Eine gute Personalisierung macht nichts anderes als das und guckt, wenn ich einen bestimmten Referrer habe, etwa von einem Preisvergleichsportal: „Ein valides Signal dafür, dass ich ein bestimmter Kundentyp bin.“ Also warum warten mit der Personalisierung? Wir haben ja durch unseren psychologischen Background einen Blick auf Cluster, der auch qualitativ ist. Also du sagst Cluster A versus Cluster B ist eine Sichtweise, die Datensicht. Aber was bedeutet das karierte Hemd denn jetzt? Wie verkaufe ich dir denn diesen BMW besser, wenn du ein kariertes Hemd anhast? Der gute Verkäufer weiß das.

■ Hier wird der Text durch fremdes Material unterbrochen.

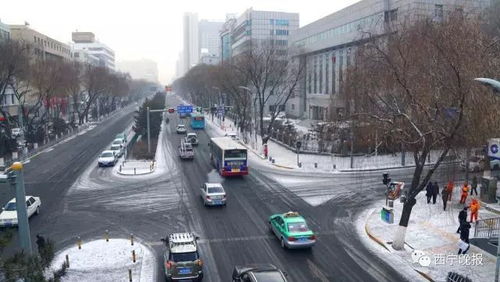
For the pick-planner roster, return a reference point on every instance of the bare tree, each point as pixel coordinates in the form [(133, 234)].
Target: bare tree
[(272, 75), (416, 85)]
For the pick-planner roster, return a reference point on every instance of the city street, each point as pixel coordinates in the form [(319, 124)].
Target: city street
[(80, 199)]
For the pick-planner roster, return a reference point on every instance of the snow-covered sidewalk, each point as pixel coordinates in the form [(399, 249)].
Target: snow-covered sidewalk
[(431, 233), (107, 261)]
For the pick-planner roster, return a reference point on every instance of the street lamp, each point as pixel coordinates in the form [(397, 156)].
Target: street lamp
[(495, 86)]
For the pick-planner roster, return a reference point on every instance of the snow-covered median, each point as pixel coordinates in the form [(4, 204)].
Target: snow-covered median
[(107, 261)]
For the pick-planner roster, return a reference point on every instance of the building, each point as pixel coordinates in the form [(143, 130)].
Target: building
[(209, 40), (191, 47), (140, 69), (329, 45), (4, 32), (45, 47), (89, 50), (252, 26)]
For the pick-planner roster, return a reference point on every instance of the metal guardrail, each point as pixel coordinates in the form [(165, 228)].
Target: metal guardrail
[(487, 228)]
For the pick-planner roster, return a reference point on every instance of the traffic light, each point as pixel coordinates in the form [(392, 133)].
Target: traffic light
[(386, 179)]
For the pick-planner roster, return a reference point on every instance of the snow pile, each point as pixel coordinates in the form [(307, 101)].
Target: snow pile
[(432, 231), (107, 261)]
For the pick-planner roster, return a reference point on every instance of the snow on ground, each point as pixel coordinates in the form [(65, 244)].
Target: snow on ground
[(432, 231), (107, 261)]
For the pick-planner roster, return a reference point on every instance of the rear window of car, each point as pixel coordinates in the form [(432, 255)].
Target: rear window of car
[(215, 190), (297, 227), (178, 257)]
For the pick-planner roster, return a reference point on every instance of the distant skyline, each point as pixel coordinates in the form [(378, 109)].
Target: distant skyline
[(146, 29)]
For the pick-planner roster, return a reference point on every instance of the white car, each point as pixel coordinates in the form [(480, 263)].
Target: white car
[(8, 217), (213, 194), (181, 129), (233, 135), (107, 158), (118, 149)]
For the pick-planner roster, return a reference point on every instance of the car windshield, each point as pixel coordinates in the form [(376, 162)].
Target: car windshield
[(297, 227), (190, 256), (270, 276), (212, 190), (10, 206)]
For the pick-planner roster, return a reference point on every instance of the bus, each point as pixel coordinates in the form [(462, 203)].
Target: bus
[(197, 121), (228, 156)]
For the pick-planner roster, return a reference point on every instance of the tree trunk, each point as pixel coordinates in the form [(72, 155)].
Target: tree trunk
[(399, 237)]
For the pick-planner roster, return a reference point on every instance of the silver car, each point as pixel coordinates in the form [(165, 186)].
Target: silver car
[(213, 194)]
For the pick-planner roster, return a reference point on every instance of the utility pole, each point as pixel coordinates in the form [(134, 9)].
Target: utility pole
[(16, 178)]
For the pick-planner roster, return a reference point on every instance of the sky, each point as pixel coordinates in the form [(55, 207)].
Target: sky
[(150, 29)]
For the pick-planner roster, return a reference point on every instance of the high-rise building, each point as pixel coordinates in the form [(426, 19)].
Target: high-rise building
[(209, 40), (191, 47), (329, 46), (140, 69), (44, 46), (4, 32), (85, 45)]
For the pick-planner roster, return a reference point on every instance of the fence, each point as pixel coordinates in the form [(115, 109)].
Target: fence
[(487, 228)]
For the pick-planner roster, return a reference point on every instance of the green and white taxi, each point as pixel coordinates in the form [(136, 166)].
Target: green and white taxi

Ja, das stimmt. Spannende Punkte. Ich springe zu der Frage zurück, wo du gesagt hast, es braucht eine gute Basis, um eine Customer Experience zu optimieren. Ich nehme an, du spielst auf sowohl technologische als auch menschliche, das heißt, prozedurale als auch organisatorische an, oder?
AM: Naja. Erst einmal müssen wir uns in die Schuhe des Kunden stellen und uns sagen, der unterscheidet das nicht. Der geht auf eine Website und sagt: „Puh, ich habe hier irgendetwas, finde mich aber nicht zurecht“. Und da kann das jetzt personalisiert sein, wie es will. Wenn ich das Gefühl habe, ich bin hier falsch oder das ist zu teuer, dann gehe ich wieder weg. Das passiert nicht nur in der Personalisierung. Das passiert auch bei technischen Umstellungen von Shops, die jetzt responsiv werden sollen. Dann hat alles mehr Weißraum, sieht teurer aus und die Kunden kaufen nicht mehr.
Schön, dass das jetzt alles lückenlos auf allen Devices klappt, aber wenn mein Shop nun teuer aussieht, ich aber Artikel verkaufe, die gar nicht teuer sind, habe ich ein Problem. Das meine ich mit Hygienefaktoren. Denn wenn etwas stört, springt der Kunde ab. Erst, wenn ich die Hygienefaktoren gelöst habe, dann kann ich andere Faktoren optimieren. Das sind Dinge, die ich grundsätzlich in der Customer Experience optimieren muss. Und erst, wenn die geregelt sind, dann kann ich mich an die sogenannten Begeisterungsfaktoren machen. Das ist ein uraltes Modell von einem Japaner namens Kano, was leider oft in Vergessenheit gerät, und das umfasst alles. Egal, ob Logistik, Customer Experience, Sortiment oder Personalisierung.